Arguments pertinents
1. Compétence judiciaire : Le tribunal a précisé que les dommages causés par des agents du service public, en l'occurrence lors des opérations de police judiciaire, relèvent du fonctionnement défectueux du service public, justifiant ainsi la compétence de la juridiction judiciaire. Il a été établi que "les dommages que peuvent causer les agents et collaborateurs occasionnels du service public dans les opérations de police judiciaire [...] relèvent du fonctionnement défectueux du service public de la justice".
2. Caractère de l'opération : Le placement en garde à vue, régi par les articles 63 et suivants du code de procédure pénale, est considéré comme une opération de police judiciaire, ne laissant d'autre choix qu'à la juridiction judiciaire d'examiner les litiges en découle.
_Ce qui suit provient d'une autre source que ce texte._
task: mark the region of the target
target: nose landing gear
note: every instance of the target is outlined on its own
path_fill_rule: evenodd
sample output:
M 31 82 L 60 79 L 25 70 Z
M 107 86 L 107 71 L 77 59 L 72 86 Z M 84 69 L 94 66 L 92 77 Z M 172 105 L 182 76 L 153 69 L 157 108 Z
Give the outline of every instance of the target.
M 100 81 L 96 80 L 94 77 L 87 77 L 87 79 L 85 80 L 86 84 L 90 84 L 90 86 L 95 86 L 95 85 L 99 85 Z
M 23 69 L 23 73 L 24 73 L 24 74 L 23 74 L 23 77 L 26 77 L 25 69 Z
La décision affirme : "le placement en garde à vue [...] a le caractère d'une opération de police judiciaire" et, par conséquent, la compétence ne peut appartenir qu’"aux tribunaux judiciaires".
Interprétations et citations légales
La décision repose sur plusieurs textes fondamentaux régissant le droit administratif et le droit judiciaire, précisant la distinction de compétence entre les deux. Les articles mentionnés comme fondement comprennent :
- Code de procédure pénale - Article 63 : Cet article établit les conditions et la procédure pour le placement en garde à vue, ancrant ainsi le caractère judiciaire de cette opération.
- Loi des 16-24 août 1790 & Décret du 16 fructidor an III : Ils fondent le principe de séparation des pouvoirs et de la compétence des juridictions, soulignant le rôle exclusif des tribunaux judiciaires dans les affaires touchant à la police judiciaire.
Le tribunal souligne que la compétence judiciaire est prépondérante dans les affaires de préjudice résultant du fonctionnement des services publics d'ordre judiciaire. Ainsi, l'absence d'examen judiciaire des circonstances entourant le décès de Christian J... est jugée inacceptable et contraire à l'équilibre des compétences entre les institutions judiciaires et administratives.
En résumé, cette décision met en lumière la nécessité pour les tribunaux judiciaires d’examiner les litiges liés à la garde à vue, ce qui s’inscrit dans le cadre des droits fondamentaux et de l’équité en matière d’accès à la justice.